Dazu muss die Verwaltung auch auf interkommunale Partner hoffen, wie Kultur- und Jugenddezernentin Michaele Berster im Haupt- und Finanzausschuss auf Nachfrage von Wolfgang Riedel betonte. Denn in der Kalkstadt leben „nur“ 968 Kinder und Jugendlichen im Alter von 10 bis 14 Jahren. Laut Förderrichtlinie sind aber 3000 Kinder und Jugendliche nötig, um für eine Förderung in Betracht zu kommen. Die nötige Anzahl soll also durch Kooperationen erfolgen.

Sollte die Förderung klappen, würde die Stadt einen großen Punkt im Kulturentwicklungsplan Rechnung tragen. Denn dort wurde festgehalten, dass es Aufholbedarf an mehr Kulturangeboten für die Jüngsten gibt.
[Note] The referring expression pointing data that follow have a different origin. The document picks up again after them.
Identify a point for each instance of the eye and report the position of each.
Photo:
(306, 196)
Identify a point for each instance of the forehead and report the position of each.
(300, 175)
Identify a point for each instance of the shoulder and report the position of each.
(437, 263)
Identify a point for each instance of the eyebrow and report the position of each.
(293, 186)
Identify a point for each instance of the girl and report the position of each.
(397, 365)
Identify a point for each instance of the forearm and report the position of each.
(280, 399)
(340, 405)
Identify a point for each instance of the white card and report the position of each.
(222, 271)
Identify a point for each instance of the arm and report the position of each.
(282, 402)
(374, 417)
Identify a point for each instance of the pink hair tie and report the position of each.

Pro Kind gibt es beim Kulturrucksack 6 Euro. Das macht bei der Anzahl der infrage kommenden Kinder und Jugendlichen 5808 Euro, die dann zur Finanzierung von Projekten zur kulturellen Bildung genutzt werden können. Im ersten Jahr muss die Stadt einen 20-prozentigen Eigenanteil leisten, also 1161 Euro. Dieser könne durch die Bereitstellung von Arbeitsstunden des Kulturbüros und die Bereitstellung von Räumlichkeiten kompensiert werden und sei damit budgetneutral für den städtischen Haushalt, heißt es im Beschluss, den das Gremium einstimmig absegnete.